In the general domain of the subject of energy resources, we have the continued dualistic pair opposition between people thinking the uninformed, ill informed, and flat out deluded thoughts that what they see as suitable political and business positions and activities, and “new technologies”, and things like tar sands and oil shale and so on, will just provide us with all the fuel we wish. Even that stuff reveals obvious glaring examples of the horrific attitudes that are common, as much of the chatter explicitly declares that the situation will be fine, because we supposedly have X number of decades of supply of petroleum (or near substitutes) or natural gas, which leads to the obvious question that is usually not following these statements. What about the people living beyond that time? Even people who are now young people, from children up to young adults in their twenties, have these supposedly optimistic claims being thrown around, with what should be obvious simply taking many of these declarations as accurate on the face of it; the sales spew is talking about these resources being depleted in what they might reasonably expect to be their lifetimes.

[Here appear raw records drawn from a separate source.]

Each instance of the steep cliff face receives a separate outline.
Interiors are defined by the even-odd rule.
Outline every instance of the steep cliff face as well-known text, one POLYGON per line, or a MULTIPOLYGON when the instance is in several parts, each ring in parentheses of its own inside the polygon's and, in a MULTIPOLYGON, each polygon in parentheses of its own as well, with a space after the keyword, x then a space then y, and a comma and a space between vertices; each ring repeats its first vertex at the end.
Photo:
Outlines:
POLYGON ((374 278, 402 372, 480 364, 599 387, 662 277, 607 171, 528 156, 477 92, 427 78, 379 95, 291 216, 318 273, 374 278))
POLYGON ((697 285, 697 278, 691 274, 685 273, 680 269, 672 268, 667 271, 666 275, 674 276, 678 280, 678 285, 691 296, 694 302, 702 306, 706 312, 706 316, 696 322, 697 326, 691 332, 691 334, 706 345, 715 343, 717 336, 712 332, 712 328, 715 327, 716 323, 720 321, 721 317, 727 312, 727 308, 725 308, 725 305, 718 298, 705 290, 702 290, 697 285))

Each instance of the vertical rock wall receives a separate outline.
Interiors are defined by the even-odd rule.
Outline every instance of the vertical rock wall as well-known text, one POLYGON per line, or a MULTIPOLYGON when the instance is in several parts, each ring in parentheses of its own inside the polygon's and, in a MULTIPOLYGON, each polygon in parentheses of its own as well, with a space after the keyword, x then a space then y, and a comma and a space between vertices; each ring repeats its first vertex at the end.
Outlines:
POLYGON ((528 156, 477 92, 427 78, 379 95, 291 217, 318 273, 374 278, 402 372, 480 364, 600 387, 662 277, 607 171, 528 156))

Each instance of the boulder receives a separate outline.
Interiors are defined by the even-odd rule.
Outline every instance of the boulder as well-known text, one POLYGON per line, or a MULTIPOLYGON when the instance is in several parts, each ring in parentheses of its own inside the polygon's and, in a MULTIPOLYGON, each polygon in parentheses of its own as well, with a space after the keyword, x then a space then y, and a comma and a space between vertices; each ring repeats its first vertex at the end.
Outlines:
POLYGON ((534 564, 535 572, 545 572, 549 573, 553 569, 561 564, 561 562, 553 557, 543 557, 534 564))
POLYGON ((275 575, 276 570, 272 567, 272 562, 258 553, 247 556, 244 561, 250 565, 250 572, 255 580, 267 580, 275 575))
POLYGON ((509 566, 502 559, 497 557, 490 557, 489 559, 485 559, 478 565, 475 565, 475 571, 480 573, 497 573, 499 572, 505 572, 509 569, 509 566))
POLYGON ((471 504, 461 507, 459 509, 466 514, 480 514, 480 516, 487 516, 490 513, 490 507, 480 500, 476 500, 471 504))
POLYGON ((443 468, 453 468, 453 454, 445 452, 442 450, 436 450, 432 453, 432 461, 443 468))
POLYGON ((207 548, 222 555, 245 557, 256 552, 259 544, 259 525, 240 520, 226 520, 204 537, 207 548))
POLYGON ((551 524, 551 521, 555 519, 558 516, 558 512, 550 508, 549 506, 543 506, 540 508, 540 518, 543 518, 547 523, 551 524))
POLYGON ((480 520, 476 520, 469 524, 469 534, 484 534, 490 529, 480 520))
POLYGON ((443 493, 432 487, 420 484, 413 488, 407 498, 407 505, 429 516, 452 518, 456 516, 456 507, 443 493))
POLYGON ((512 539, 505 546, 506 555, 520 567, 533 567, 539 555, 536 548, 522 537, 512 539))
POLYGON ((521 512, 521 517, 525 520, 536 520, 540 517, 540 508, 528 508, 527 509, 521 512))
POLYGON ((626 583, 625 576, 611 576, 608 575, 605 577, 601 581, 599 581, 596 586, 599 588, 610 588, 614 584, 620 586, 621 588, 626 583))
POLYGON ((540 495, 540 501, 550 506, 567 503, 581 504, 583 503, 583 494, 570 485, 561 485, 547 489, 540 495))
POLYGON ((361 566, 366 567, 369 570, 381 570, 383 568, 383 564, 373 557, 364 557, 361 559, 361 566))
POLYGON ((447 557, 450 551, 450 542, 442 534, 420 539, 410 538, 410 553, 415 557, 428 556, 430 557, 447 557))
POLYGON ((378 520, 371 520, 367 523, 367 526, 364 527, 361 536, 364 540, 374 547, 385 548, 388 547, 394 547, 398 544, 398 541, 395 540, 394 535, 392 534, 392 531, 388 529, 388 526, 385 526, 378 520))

The other half of the dualism, of course, is the “we’ll develop green renewable energy”, with little rational thought of reality in it, just a lot of suppositions and assumptions without doing the math.

Stating the problems in terms of actual reality and facing the necessity of reworking everything to simply work out how to live while using much less of what fuel resources we have left is not a popular idea, when the inevitable conclusion is that this is the only real answer to the problems in this area.

It should be ridiculously obvious to anybody but the most deluded and insane, or just grossly stupid, that we aren’t going to revive and continue the exact same casino games of finance, and have any kind of economic function that actually supports human life and a decent existence.

There are loads of people in the situation of not having any gainful employment to support themselves, and there’s no shortage of bullshit about “job retraining” as an answer. A great many people have education and backgrounds and skills and experience forming an ability to do good work in useful things, doing work that is needed. This alone astounds me, to see the amount of pretentious delusion in this area. For many, many people, the problems are not about them not having “job skills”, or a lack of a need to et work done that they can do, it’s about a lack of people able or willing to pay for the work.

What we don’t need, by the way, if this isn’t pretty obvious by now, is more freeway construction or more suburban outlands house and retail box construction. On the other hand, what we do need, pretty urgently, is maintaining and reworking and actually rebuilding a lot of thousands of square miles on the middle core areas of American cities, that have been in abandoned decay for decades, so that they work again and are functional, living, and even enjoyable places to work and live, with far less separation and the dependencies that come with that separation.

The biggest, most important, and broad general theme?

We need to blow away a whole giant complex knotted mass of confusion, and noise, and trivial distractions, and buzzing bullshit, and start telling ourselves and each other the truth. We have a lot to do, and that can’t happen until enough people understand this.